🤖 AI Summary
In tactile inverse problems for artificial skin—where object pose estimation suffers from discontinuous observations, high ambiguity, and stringent contact constraints—this paper introduces the first diffusion-model-based framework. Our method explicitly models observational ambiguity and multimodal uncertainty via conditional denoising training and distributed tactile signal encoding, while integrating simulation-driven physical contact constraints to generate high-fidelity, diverse pose hypotheses. Compared to conventional sampling approaches, our model achieves a 3.2× improvement in hypothesis sampling efficiency and reduces average pose estimation error by 41.7% in simulation. This work provides the first empirical validation of diffusion models’ effectiveness and superiority in modeling physically grounded, multi-solution constraints inherent to tactile inverse problems.
📝 Abstract
Contact-based estimation of object pose is challenging due to discontinuities and ambiguous observations that can correspond to multiple possible system states. This multimodality makes it difficult to efficiently sample valid hypotheses while respecting contact constraints.
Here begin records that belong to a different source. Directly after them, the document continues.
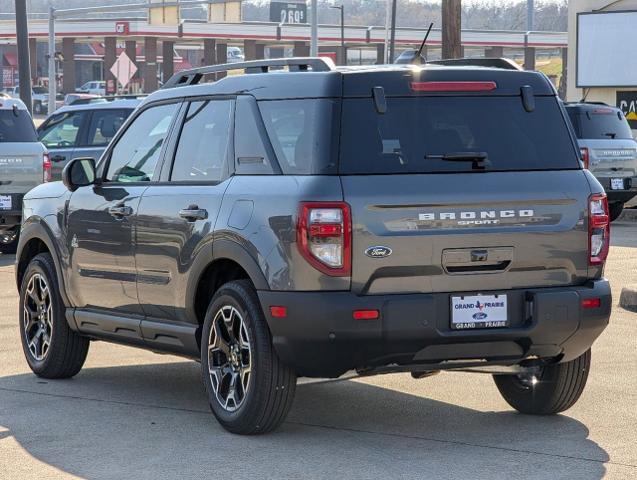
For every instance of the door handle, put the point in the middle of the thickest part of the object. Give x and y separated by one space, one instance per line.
193 213
120 211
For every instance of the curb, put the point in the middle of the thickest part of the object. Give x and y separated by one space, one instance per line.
628 298
628 215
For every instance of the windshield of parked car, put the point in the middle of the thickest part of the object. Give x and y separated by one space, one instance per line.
600 123
452 134
16 126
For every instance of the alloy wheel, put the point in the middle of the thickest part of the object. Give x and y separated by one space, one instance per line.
38 317
229 358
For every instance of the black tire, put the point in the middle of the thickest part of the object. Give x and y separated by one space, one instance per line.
615 210
270 385
9 245
557 389
66 352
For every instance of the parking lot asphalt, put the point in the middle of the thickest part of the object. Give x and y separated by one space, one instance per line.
135 414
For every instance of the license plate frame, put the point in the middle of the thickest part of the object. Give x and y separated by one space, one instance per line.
617 184
472 312
6 202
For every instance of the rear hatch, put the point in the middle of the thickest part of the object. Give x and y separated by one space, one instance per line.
463 191
21 155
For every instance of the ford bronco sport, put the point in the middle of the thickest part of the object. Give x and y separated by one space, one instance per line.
317 221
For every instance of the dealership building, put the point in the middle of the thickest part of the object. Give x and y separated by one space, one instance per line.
601 59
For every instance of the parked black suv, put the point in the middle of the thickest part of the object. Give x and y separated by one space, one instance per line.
322 220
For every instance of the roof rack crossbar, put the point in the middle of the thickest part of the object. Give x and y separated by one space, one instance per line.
297 64
503 63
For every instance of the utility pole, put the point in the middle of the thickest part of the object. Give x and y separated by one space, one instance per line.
388 11
313 28
51 55
451 29
529 52
24 63
392 38
343 55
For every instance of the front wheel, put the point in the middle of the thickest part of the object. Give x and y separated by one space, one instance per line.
51 348
615 210
549 390
249 390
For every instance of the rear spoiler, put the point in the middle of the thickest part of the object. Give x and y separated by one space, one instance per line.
503 63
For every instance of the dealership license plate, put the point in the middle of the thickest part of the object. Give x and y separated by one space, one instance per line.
617 184
5 202
479 311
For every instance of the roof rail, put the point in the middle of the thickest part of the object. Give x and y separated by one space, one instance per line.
503 63
299 64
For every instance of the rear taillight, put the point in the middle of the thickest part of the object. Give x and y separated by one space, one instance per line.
46 168
598 229
585 156
324 236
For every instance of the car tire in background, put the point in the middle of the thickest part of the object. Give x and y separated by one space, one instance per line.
249 390
51 348
615 209
552 389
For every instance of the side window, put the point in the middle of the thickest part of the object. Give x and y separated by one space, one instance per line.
251 154
61 131
104 125
202 151
135 156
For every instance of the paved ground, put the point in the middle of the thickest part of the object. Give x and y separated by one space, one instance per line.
133 414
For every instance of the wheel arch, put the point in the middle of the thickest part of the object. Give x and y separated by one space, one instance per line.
36 238
230 261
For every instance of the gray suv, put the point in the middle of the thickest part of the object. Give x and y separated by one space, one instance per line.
322 220
24 164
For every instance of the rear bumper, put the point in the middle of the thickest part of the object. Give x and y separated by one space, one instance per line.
319 337
619 196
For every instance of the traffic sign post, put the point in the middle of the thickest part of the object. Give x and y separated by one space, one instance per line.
123 69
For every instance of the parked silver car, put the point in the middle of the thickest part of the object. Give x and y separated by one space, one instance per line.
24 164
608 150
83 130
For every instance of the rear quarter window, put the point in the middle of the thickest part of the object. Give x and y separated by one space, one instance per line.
600 124
16 126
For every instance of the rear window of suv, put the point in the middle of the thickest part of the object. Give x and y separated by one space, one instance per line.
414 133
599 123
16 127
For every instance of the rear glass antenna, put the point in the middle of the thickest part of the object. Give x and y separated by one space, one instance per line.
418 57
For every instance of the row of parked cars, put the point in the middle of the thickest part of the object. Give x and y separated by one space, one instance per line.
29 157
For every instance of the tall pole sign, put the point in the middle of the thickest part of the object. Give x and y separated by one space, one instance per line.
24 63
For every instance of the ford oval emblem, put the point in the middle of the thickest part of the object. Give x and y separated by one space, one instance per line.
378 252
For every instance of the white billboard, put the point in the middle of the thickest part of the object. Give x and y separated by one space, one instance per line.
606 49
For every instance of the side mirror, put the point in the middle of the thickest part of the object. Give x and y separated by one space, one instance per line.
79 172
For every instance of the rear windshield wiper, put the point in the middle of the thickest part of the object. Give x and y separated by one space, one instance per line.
480 159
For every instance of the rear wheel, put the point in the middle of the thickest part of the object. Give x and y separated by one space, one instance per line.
249 390
615 210
9 241
549 390
51 348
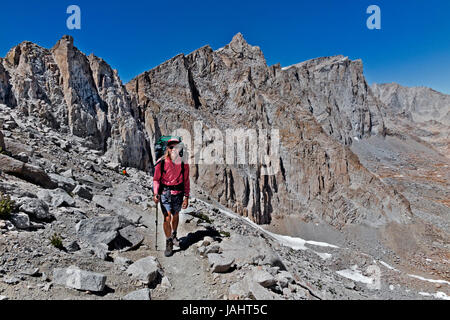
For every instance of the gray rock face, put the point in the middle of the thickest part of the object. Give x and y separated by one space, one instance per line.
249 289
74 93
119 207
143 294
264 278
83 192
57 198
75 278
2 140
256 251
419 111
25 171
99 230
20 220
132 237
68 184
145 270
318 106
419 104
16 148
220 263
36 208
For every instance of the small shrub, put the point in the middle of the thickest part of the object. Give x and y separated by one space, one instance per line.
6 206
56 241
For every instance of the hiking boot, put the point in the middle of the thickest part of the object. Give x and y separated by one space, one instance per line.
169 248
175 240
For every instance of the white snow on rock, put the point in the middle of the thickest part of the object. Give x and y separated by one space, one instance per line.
354 274
438 295
388 266
292 242
429 280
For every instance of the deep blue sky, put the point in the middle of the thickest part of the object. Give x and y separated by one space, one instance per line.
412 48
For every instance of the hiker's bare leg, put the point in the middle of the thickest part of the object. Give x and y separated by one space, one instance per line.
175 219
167 225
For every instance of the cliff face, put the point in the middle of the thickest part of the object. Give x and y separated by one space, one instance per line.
318 107
419 104
420 112
74 94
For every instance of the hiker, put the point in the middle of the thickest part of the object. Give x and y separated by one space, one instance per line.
171 187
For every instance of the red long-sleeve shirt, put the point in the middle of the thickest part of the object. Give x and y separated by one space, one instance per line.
172 176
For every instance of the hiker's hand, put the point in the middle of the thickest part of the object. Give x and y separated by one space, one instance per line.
185 203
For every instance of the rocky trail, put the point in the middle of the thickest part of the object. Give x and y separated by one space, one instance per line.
358 209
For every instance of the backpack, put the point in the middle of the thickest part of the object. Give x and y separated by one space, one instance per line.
161 146
160 150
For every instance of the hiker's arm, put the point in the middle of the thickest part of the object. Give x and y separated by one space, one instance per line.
186 180
156 179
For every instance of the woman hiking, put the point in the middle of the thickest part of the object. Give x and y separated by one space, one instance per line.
171 186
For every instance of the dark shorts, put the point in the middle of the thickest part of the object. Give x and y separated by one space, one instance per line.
171 203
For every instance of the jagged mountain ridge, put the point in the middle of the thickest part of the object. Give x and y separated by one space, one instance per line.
322 107
234 88
74 94
318 105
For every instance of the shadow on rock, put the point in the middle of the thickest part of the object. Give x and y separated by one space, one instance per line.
194 237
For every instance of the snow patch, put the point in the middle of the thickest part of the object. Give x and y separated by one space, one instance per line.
438 295
354 274
292 242
388 266
429 280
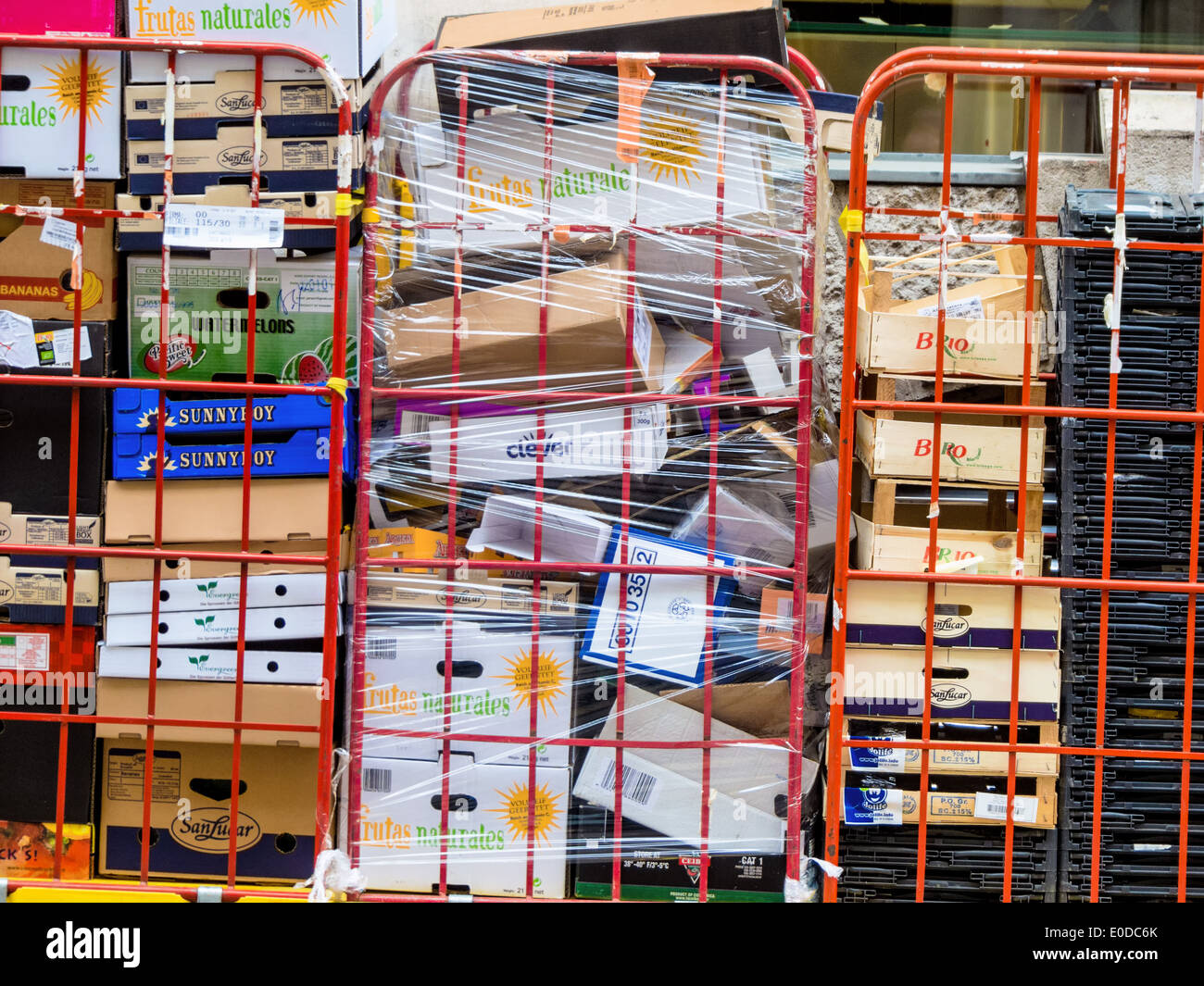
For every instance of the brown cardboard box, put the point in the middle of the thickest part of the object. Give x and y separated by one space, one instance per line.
500 335
281 509
209 701
184 568
35 277
406 590
191 810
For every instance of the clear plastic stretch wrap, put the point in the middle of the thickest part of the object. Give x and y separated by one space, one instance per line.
591 368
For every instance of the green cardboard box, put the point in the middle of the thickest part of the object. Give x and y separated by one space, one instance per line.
207 324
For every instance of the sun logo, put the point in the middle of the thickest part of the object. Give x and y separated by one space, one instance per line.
513 812
64 87
553 680
672 147
316 8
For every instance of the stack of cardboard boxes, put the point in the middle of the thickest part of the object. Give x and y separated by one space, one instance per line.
975 502
629 305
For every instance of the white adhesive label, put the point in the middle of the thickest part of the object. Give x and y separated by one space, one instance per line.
967 307
223 227
987 805
58 232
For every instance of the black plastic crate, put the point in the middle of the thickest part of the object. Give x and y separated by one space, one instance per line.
1091 213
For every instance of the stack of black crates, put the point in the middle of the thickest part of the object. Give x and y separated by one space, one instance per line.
1151 532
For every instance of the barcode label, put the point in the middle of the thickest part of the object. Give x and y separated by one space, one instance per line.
377 779
637 786
381 648
58 232
987 805
223 227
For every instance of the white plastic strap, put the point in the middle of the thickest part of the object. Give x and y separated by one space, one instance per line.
332 873
169 116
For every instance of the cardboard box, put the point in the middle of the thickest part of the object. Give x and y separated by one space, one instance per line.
285 164
979 454
777 628
662 788
896 614
36 276
490 692
294 318
958 800
209 701
586 337
654 867
485 844
966 682
507 525
27 852
750 524
34 590
36 665
39 529
276 810
892 548
219 626
394 590
281 509
143 569
719 27
40 112
984 760
34 447
176 595
984 324
295 108
666 617
145 235
349 37
574 443
417 543
182 664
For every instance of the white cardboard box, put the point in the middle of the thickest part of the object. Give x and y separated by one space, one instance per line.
41 119
177 595
277 668
490 690
574 443
662 788
507 525
486 841
350 35
219 626
666 614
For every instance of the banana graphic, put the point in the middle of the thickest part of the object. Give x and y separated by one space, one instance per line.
92 293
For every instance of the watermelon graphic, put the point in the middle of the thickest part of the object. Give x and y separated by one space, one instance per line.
311 371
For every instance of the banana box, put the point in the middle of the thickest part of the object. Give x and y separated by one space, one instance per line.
36 252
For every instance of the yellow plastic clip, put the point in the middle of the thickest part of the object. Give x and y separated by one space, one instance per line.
853 220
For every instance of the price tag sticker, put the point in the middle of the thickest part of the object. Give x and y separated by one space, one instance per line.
223 227
58 232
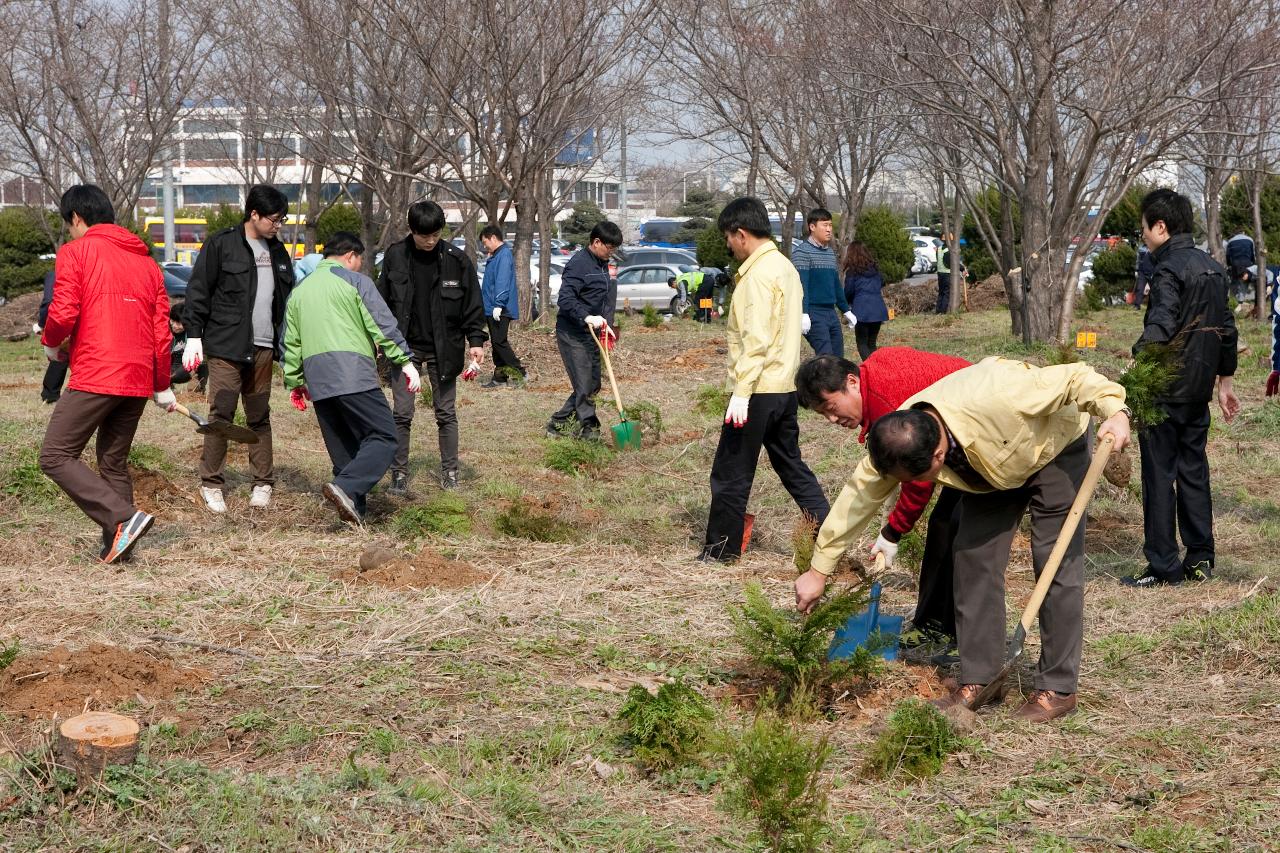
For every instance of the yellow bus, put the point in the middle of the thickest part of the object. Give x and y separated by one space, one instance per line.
190 235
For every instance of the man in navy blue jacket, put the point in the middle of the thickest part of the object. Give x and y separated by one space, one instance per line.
586 301
501 306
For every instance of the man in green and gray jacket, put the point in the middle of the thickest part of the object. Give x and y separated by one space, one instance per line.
332 325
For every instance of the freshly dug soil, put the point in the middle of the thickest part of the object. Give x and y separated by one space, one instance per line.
426 570
95 678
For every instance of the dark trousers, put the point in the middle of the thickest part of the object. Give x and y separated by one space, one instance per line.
360 436
504 359
105 495
1175 484
988 524
944 292
936 605
581 360
444 393
824 334
229 383
55 374
771 423
865 334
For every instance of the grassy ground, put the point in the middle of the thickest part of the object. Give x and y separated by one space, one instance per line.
334 714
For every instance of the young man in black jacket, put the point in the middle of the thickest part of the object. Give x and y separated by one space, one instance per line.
1188 304
430 286
233 313
585 308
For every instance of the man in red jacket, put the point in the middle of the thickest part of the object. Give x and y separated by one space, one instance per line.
110 318
856 397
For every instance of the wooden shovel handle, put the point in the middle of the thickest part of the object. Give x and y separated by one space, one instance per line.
1064 538
608 366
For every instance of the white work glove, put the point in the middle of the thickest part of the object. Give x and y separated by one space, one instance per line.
887 548
192 355
415 382
164 398
736 411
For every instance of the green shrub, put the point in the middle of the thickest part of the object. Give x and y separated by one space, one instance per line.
777 783
575 456
915 742
711 400
444 515
524 521
890 245
668 729
792 646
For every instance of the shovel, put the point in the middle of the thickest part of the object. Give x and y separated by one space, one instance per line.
1055 559
627 433
224 428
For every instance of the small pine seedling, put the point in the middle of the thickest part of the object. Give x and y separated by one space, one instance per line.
778 784
915 742
666 730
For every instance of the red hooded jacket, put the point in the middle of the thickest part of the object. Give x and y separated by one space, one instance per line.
888 378
109 300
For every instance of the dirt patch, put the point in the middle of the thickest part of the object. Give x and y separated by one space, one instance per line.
18 314
428 569
95 678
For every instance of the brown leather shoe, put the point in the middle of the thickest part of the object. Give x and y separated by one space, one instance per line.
1042 706
965 694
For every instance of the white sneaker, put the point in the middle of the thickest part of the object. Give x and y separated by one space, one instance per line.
213 498
261 496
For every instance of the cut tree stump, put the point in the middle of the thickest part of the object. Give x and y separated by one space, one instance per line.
90 742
Diffusion models can learn to generate samples from such multimodal probability distributions through denoising algorithms. We leverage these probabilistic modeling capabilities to learn an inverse observation model conditioned on tactile measurements acquired from a distributed artificial skin. We present simulated experiments demonstrating efficient sampling of contact hypotheses for object pose estimation through touch.